No. By default, Echo devices are designed to detect only your chosen wake word (Alexa, Amazon, Computer or Echo). The device detects the wake word by identifying acoustic patterns that match the wake word. No audio is stored or sent to the cloud unless the device detects the wake word (or Alexa is activated by pressing a button).
However, referring only to audio data is not the full story.
In the Arkansas case, Amazon referred to the Bentonville Police’s statement that they were able to “extract the data” from the Echo device and did not contest it. It only stated that “Data extracted from the Echo device would not have included any voice recording from Alexa because such data is stored remotely.”
Such disagreements indicate that we do not know enough about our devices and what they may or may not record. We are largely ignorant of the full range of data that connected devices generate about users, what is collected by servers and what persists on the device itself and thus could be extracted by those with the technical means. Unless we have the requisite skills, it is extremely difficult to gain insight and mechanisms such as subject access requests, where data protection laws exist, are unlikely to give the full picture. To illustrate this, we made a subject access request to Amazon in relation to an Echo Dot.

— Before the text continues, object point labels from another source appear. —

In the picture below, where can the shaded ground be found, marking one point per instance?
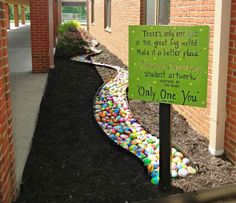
(71, 159)
(213, 171)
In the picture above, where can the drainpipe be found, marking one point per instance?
(219, 76)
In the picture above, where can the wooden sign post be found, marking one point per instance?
(168, 65)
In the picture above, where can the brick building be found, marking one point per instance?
(108, 23)
(45, 18)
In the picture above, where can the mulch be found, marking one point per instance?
(71, 159)
(213, 171)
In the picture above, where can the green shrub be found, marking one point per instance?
(71, 44)
(71, 26)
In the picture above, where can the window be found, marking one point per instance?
(157, 12)
(92, 11)
(107, 14)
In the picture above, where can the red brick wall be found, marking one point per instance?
(230, 131)
(198, 12)
(121, 16)
(42, 53)
(7, 163)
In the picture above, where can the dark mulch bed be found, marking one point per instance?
(213, 171)
(71, 159)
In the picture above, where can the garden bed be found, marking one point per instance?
(213, 171)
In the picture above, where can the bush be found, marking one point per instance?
(71, 44)
(71, 26)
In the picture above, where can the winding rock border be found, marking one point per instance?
(113, 115)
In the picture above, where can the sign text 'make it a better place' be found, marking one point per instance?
(169, 64)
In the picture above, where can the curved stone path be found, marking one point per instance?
(112, 113)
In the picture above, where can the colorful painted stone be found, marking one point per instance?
(113, 115)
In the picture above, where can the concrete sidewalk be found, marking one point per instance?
(26, 92)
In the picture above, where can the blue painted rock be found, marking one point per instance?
(155, 180)
(183, 172)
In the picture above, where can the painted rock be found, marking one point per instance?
(183, 172)
(179, 154)
(174, 173)
(191, 170)
(150, 168)
(186, 161)
(155, 173)
(146, 161)
(155, 180)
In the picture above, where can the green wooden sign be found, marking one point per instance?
(169, 64)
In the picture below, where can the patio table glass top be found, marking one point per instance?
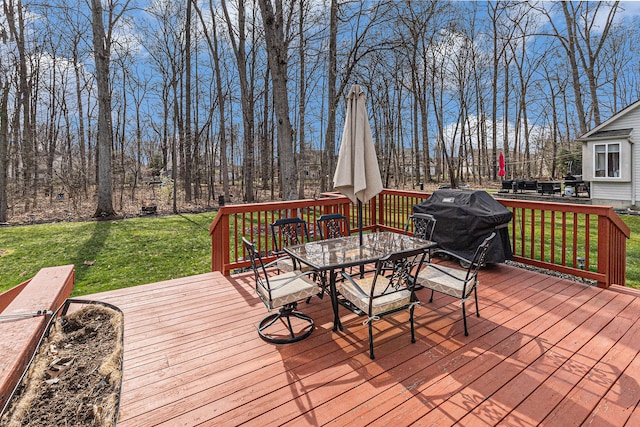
(346, 251)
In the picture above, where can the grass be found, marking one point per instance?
(109, 254)
(117, 254)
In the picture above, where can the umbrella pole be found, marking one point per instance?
(360, 233)
(360, 220)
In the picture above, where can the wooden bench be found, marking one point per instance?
(46, 291)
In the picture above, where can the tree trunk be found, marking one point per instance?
(277, 55)
(4, 144)
(101, 48)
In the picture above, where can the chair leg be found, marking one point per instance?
(371, 340)
(464, 319)
(475, 294)
(285, 314)
(413, 334)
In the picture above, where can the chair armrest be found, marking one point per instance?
(291, 279)
(443, 271)
(354, 283)
(450, 254)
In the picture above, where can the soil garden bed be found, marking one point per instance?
(75, 376)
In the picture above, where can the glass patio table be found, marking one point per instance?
(333, 255)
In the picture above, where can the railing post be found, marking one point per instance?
(604, 250)
(380, 208)
(220, 244)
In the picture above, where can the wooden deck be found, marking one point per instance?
(545, 350)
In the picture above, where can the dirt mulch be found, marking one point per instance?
(76, 375)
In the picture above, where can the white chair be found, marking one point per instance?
(456, 282)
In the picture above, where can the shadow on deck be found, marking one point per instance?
(545, 350)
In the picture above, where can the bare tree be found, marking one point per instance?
(102, 52)
(4, 145)
(239, 49)
(14, 14)
(277, 52)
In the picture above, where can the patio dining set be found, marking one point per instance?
(373, 275)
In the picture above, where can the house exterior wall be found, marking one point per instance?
(621, 192)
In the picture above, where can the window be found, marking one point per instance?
(607, 160)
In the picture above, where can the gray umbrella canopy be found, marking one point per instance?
(357, 173)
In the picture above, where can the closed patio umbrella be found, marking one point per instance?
(357, 175)
(501, 171)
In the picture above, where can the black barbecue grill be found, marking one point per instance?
(464, 219)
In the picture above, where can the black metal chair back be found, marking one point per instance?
(331, 226)
(288, 232)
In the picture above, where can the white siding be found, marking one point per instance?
(620, 194)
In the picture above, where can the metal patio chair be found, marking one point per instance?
(456, 282)
(387, 291)
(282, 292)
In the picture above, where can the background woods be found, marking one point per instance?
(176, 103)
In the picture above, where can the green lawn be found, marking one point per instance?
(116, 254)
(109, 254)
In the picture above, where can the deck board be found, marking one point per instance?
(545, 349)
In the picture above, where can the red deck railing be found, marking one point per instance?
(582, 240)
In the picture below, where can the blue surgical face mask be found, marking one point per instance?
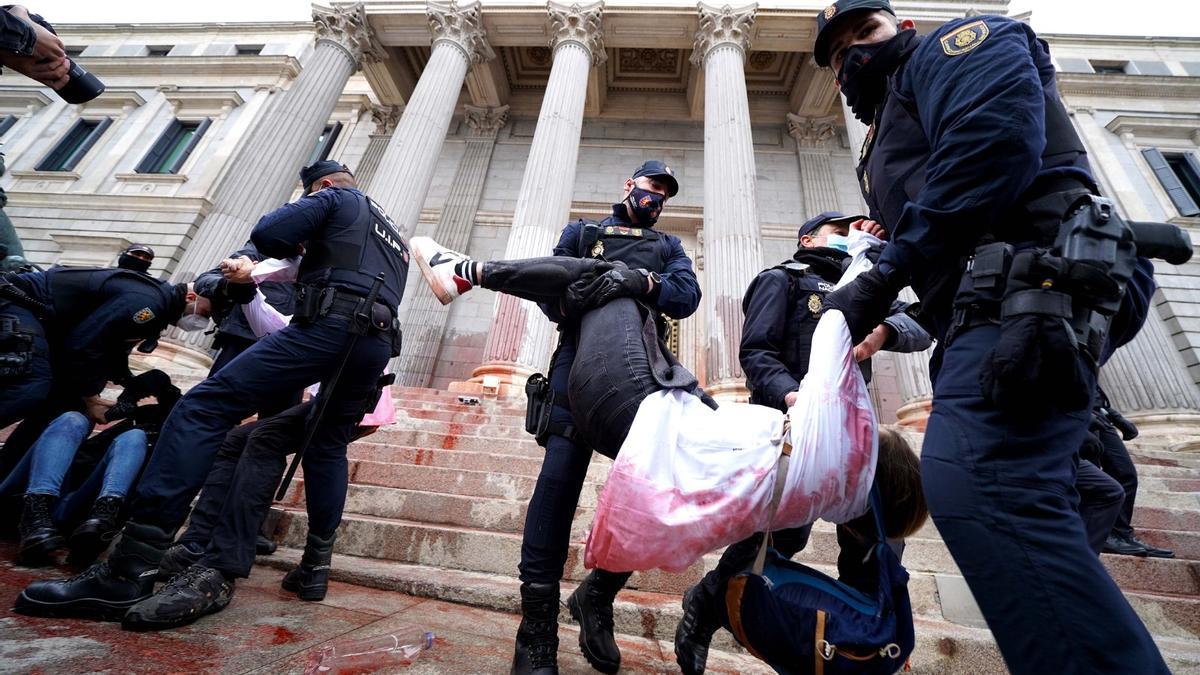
(839, 242)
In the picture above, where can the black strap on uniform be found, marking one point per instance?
(327, 392)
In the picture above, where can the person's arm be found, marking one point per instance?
(762, 339)
(568, 246)
(282, 232)
(678, 296)
(983, 113)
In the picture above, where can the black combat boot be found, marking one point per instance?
(591, 605)
(178, 559)
(93, 536)
(39, 536)
(310, 580)
(190, 595)
(106, 590)
(537, 652)
(695, 631)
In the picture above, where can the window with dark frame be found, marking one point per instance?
(75, 144)
(1180, 175)
(173, 148)
(6, 124)
(324, 143)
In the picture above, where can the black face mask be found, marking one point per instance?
(646, 205)
(865, 70)
(132, 262)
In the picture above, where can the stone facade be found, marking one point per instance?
(450, 101)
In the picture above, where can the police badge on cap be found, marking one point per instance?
(321, 169)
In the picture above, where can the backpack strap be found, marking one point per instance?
(785, 458)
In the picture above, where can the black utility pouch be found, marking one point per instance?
(541, 401)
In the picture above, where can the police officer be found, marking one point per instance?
(783, 306)
(969, 143)
(343, 330)
(66, 332)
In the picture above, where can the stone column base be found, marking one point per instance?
(1176, 431)
(915, 414)
(729, 392)
(499, 380)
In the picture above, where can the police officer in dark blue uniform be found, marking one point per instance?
(66, 332)
(351, 284)
(970, 143)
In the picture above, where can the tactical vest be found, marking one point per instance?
(636, 246)
(351, 255)
(76, 293)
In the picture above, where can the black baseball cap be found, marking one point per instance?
(833, 16)
(321, 169)
(828, 217)
(655, 168)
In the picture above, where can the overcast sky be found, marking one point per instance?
(1099, 17)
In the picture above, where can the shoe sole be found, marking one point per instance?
(577, 615)
(301, 592)
(144, 626)
(84, 608)
(431, 279)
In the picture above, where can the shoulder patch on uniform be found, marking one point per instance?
(964, 39)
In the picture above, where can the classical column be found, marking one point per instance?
(426, 320)
(406, 168)
(385, 119)
(814, 138)
(263, 172)
(732, 240)
(520, 336)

Amazon stated in the investigation into James Bates that “No audio recording of the user’s requests is stored on the device itself.” Privacy International’s own subject access request to Amazon revealed that the Amazon Echo Dot itself holds logs. In correspondence Amazon stated that:
“With regard to your request for personal data held on your Echo Dot device, we are unfortunately unable to provide you with this. In order for us to extract the data, in this case usage logs, the device needs to be placed online, after which a request of the logs to be uploaded can be processed and the data gathered. As your Echo Dot was not connected online, we hold no data in relation to your Echo Dot.”
Privacy International connected the device and sought usage logs and other data, as well as posing a number of questions, the responses are as follows:
“Echo Dot devices store a limited amount of data locally. Although we have no obligation to provide you data that is held locally on your device and that we don’t process, since you have specifically asked for it we have extracted that data from your device…”
What data is held on the Echo Dot which is not uploaded to the cloud i.e. in addition to usage logs?
As mentioned, the amount of data that Echo Dot devices store locally is limited. Some data uses small caches that are constantly overwritten, such as our on-device technology for detecting the “wake word” and device logs. Other data is retained on the device, such as information about the customer’s Wi-Fi network, the wake word the customer has configured for their device (“Alexa,” “Echo,” “Amazon,” or “Computer”), and alarms the customer has set. Customers are able to view and change their device settings in the Alexa app.
Is it possible for the owner of the device to obtain and view the data held locally, when it has not been either uploaded to the cloud or extracted upon request by Amazon?
No, the owner of the device generally does not have access to this cache.
Is it possible for the owner of the device to delete that data without a request to Amazon?
Yes, the owner of the device may perform a factory reset by following the instructions at https://www.amazon.co.uk/gp/help/customer/display.html/ref=help_search_1-1?ie=UTF8&nodeId=202080910&qid=1520948814&sr=1-1.”
As connected devices such as the Amazon Echo play an increasing role in criminal proceedings, we are concerned that:
- We do not know what data connected devices in the home may collect, including accidentally;
- We do not know what they store on the device;
- We do not know how long the data on the device remains and whether it is ever fully erased;
- There is a risk of unequal access to data, whereby the police believe they can access data that the owner of the device cannot or does not know exists.